In fact, rather than passing along savings, many law firms are instead passing along the cost of the investment to their clients through line item fees for AI or research and development fees, the consultants said.
The potential to truly create a win-win for both clients and outside counsel with AI largely rests on the implementation of alternative fee arrangements, or value-based billing, a concept that has been slow to catch on among many corporate law firms, according to Lourdes Fuentes, founder and CEO of Karta Legal, a legal operations and law firm management consulting firm.
Because many large law firms bill their services by the hour, an uptick in efficiency could mean fewer hours billed on a given matter and less revenue generated for the law firm.
For firms with high-volume practices like immigration, trusts and estates, personal injury and family law, the answer is relatively simple: They can do more work faster and bill with a flat fee based on the matter rather than the hour.
But for large law firms and sophisticated boutiques, the answer may be to use AI to become more efficient on lower level tasks in order to free up lawyers to dedicate their time to high level, "intellectual," high cost tasks that are still billed by the hour, Fuentes said.
"You have seen how rate increases are happening in most of BigLaw. I think part of what's guiding that is the expectation that their lawyers are doing more high value work," she said.

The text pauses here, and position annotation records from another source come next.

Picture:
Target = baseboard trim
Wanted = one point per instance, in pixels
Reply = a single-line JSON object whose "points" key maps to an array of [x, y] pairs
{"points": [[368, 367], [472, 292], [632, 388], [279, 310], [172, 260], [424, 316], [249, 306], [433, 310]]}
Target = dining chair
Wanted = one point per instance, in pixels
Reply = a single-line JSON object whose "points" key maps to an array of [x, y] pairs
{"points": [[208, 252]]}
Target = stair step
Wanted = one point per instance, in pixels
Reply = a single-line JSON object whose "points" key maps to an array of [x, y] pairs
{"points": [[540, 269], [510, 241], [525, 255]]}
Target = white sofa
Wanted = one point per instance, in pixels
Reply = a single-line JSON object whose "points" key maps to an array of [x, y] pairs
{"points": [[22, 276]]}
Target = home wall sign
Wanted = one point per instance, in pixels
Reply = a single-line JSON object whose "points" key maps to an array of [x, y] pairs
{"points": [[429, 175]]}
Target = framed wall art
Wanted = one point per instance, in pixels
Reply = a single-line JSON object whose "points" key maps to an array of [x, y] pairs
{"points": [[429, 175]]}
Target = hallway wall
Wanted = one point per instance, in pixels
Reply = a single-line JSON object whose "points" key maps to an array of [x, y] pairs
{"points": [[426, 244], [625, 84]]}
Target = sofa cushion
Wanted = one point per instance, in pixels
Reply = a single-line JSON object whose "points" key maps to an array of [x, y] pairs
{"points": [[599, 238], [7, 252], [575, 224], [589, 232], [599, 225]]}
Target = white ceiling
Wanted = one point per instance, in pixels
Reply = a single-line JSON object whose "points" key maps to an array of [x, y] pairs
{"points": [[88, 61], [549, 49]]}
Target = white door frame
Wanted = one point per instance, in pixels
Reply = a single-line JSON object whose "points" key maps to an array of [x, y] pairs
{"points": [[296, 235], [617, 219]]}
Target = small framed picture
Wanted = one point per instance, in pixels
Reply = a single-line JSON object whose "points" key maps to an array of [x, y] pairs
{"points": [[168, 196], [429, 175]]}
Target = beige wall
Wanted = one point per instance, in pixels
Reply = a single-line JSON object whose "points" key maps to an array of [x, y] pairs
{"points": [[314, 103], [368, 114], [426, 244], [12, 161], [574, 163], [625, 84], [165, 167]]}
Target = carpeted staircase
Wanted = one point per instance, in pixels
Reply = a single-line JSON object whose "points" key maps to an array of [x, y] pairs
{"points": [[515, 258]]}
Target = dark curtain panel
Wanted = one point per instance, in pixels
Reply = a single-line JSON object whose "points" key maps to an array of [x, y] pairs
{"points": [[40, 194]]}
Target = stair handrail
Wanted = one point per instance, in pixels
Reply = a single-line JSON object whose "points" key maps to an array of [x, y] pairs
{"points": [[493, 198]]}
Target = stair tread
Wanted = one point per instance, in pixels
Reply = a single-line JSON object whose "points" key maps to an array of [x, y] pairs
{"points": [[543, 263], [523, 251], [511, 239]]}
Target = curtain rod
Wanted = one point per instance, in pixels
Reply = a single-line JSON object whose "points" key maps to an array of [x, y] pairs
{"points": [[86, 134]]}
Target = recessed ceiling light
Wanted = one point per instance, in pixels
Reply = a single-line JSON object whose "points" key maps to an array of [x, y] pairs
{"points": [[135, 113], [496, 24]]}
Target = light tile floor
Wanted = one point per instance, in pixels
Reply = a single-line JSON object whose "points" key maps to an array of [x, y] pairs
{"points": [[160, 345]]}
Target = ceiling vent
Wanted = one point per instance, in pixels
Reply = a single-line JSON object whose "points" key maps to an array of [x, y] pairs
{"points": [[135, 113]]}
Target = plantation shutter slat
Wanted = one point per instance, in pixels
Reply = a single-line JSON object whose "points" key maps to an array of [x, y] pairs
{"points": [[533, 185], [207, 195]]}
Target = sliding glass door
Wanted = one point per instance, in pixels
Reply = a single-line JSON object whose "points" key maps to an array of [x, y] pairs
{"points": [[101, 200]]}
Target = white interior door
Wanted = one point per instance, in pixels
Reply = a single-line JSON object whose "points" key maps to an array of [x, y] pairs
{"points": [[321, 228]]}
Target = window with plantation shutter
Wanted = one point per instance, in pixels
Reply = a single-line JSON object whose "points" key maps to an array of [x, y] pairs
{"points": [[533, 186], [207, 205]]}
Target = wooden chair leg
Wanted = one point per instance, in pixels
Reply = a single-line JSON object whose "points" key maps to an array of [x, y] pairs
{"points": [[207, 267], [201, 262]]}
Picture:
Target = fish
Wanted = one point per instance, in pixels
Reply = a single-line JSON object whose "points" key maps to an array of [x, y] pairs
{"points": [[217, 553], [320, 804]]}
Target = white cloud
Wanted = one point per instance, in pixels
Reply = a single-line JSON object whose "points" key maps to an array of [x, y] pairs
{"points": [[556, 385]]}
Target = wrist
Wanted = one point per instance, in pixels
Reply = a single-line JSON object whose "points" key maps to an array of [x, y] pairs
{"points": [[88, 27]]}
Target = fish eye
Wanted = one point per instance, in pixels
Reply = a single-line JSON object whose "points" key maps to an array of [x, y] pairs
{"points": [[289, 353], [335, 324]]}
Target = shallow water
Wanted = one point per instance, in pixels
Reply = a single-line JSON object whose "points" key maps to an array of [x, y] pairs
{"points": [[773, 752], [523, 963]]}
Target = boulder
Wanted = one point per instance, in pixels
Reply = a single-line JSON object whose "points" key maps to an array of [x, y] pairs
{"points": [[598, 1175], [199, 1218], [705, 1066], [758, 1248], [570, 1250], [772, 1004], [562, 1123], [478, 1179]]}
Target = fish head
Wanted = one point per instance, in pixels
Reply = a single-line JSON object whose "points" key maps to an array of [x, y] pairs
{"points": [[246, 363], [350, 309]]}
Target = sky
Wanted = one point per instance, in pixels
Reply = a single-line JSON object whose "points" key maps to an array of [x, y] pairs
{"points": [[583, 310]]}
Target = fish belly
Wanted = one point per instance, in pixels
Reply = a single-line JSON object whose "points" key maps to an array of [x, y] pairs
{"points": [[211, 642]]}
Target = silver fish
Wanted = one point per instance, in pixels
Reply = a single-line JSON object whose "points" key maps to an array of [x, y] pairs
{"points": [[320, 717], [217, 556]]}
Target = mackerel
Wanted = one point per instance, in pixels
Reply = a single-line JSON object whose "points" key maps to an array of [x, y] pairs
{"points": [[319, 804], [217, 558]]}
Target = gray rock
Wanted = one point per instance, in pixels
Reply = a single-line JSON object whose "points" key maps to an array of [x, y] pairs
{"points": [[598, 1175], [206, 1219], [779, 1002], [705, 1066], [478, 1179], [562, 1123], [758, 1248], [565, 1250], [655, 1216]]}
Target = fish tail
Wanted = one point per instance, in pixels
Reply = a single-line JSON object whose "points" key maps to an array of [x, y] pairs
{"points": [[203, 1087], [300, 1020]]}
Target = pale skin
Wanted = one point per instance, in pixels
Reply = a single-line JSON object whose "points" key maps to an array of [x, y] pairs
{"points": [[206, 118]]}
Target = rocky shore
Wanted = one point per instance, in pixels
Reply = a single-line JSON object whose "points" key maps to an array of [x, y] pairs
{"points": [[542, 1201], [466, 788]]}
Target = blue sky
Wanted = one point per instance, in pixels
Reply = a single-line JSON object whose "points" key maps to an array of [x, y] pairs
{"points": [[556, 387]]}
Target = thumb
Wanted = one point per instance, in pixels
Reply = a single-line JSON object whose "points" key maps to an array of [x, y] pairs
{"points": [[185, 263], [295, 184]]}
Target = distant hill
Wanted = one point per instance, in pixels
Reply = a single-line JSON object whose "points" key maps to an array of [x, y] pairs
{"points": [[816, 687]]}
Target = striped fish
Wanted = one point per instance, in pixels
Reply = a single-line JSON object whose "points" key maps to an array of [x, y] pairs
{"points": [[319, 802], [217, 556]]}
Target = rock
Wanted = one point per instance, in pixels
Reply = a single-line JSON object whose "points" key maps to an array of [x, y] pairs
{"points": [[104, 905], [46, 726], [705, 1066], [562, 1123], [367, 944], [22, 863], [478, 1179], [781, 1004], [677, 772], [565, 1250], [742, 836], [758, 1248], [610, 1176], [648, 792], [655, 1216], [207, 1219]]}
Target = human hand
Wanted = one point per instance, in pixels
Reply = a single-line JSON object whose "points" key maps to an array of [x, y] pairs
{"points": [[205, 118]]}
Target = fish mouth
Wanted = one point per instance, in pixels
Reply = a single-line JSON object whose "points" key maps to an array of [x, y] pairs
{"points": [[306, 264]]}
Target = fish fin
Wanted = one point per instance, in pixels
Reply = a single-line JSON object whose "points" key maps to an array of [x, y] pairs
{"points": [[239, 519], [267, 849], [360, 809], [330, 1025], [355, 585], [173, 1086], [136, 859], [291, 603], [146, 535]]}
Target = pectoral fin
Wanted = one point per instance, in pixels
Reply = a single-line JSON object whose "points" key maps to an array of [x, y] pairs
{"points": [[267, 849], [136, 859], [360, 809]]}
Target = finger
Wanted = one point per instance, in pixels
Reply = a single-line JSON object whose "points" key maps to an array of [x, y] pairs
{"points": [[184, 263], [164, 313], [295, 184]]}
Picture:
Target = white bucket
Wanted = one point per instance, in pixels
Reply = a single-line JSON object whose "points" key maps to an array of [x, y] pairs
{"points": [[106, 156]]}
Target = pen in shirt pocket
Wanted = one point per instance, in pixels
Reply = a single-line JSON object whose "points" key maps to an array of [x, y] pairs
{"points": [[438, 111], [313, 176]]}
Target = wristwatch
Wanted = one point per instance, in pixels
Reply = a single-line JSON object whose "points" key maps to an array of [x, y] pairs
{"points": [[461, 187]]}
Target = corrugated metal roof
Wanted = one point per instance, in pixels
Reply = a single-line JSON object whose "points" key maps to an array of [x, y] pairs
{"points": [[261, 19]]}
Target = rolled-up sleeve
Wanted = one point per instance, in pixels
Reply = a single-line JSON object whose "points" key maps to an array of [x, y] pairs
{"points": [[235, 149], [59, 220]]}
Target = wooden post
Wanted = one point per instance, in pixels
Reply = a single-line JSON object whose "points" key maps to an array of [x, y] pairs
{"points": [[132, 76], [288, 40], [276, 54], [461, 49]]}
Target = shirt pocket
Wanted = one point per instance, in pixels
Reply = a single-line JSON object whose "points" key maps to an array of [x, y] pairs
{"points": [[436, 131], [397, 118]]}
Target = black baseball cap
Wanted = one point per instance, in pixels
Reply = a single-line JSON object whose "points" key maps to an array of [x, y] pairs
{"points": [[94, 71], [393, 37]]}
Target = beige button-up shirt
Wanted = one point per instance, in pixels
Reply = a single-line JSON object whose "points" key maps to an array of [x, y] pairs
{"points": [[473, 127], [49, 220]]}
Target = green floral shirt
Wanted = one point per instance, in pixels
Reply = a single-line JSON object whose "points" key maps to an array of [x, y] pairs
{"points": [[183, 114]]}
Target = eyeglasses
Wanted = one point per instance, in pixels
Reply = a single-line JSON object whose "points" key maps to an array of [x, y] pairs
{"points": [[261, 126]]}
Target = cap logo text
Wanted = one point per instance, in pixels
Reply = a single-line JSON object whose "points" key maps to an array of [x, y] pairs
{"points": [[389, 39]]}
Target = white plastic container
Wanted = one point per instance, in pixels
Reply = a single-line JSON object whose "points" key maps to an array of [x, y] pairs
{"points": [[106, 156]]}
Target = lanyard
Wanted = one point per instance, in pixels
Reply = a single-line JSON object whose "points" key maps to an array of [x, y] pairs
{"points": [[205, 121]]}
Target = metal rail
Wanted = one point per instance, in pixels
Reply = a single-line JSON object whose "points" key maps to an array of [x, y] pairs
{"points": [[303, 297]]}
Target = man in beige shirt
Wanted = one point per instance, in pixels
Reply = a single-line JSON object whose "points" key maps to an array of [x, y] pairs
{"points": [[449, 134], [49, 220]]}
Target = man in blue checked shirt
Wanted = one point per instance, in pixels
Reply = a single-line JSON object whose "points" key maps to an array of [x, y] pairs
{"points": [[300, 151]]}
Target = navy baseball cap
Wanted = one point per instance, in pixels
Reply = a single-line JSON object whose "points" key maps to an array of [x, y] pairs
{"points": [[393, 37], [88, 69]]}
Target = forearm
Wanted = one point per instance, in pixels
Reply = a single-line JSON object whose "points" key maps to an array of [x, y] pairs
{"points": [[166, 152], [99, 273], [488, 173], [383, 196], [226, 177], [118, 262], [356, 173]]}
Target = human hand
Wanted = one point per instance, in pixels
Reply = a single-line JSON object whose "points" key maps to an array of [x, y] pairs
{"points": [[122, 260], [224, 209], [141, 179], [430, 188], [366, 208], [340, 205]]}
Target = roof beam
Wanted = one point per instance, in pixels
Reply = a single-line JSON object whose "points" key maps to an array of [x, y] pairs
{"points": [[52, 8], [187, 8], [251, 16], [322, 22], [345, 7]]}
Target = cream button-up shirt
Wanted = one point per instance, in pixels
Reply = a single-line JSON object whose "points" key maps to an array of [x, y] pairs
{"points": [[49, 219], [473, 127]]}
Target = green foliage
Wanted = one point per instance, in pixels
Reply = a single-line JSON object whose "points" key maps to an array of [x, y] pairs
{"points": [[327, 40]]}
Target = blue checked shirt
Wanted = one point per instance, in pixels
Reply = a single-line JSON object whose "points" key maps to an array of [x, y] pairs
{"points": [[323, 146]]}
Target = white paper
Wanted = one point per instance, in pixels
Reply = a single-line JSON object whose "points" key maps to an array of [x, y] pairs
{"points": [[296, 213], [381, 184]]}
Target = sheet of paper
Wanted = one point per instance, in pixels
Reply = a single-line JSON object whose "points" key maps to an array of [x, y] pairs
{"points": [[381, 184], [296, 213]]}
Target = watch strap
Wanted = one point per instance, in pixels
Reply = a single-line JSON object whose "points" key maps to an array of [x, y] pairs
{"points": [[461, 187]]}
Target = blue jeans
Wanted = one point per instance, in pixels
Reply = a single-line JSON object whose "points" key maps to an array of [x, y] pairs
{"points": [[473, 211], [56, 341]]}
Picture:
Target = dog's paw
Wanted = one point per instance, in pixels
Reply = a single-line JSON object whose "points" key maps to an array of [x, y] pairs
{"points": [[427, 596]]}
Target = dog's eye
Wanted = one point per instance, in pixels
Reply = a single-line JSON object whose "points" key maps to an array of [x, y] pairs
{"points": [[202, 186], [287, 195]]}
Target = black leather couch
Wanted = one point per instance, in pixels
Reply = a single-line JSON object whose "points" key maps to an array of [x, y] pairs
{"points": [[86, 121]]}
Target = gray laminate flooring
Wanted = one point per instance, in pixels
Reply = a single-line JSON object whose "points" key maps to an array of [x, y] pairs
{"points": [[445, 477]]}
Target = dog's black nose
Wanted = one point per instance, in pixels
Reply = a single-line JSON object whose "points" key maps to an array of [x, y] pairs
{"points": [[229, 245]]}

The rate increases "could be a strategic move to hedge against the anticipated reduction in billable hours driven by AI advancements — a shift that appears increasingly inevitable in the near future," Fuentes said
Rather than approaching the implementation of AI as an opportunity to strategically enhance their bottom lines, many firms are doing it as more of a box-checking exercise because clients are asking them what they're doing in this area, according to Andy Morris, a senior adviser at Unbiased Consulting. Morris previously held technology leadership roles at WilmerHale, Hogan Lovells and Thompson Hine, as well as professional services giant Accenture.
The same thing happened around other technological innovations in the past, he said.
"The clients will see something emerging, a technology or something that's supposed to make things better, faster or cheaper, and they'll throw it in their RFPs. So then the firms that work for them get reactionary and say, 'We need to say we're doing something,' without a thought as to how it could drive a benefit to the firm," Morris said.
Morris said he wishes he could wave a magic wand and help firms approach the implementation of new products or processes like AI by first defining the value of those services both internally and to clients.
He said law firms need to start thinking about AI by deciding what area of their business makes the most sense to target — maybe that's a single practice group or a certain type of work — "then envision what efficiency would look like, then decide how to monetize that."
Monetization may mean charging for matters on a flat fee basis, or the technology could add value that allows the firm to charge more for its services, or it could mean becoming more efficient to allow the firm to capture more business from existing and prospective clients.
The last step would be to implement the technology, Morris said.
"If you start by delivering things for the client, you're putting the cart before the horse, in my opinion," he said.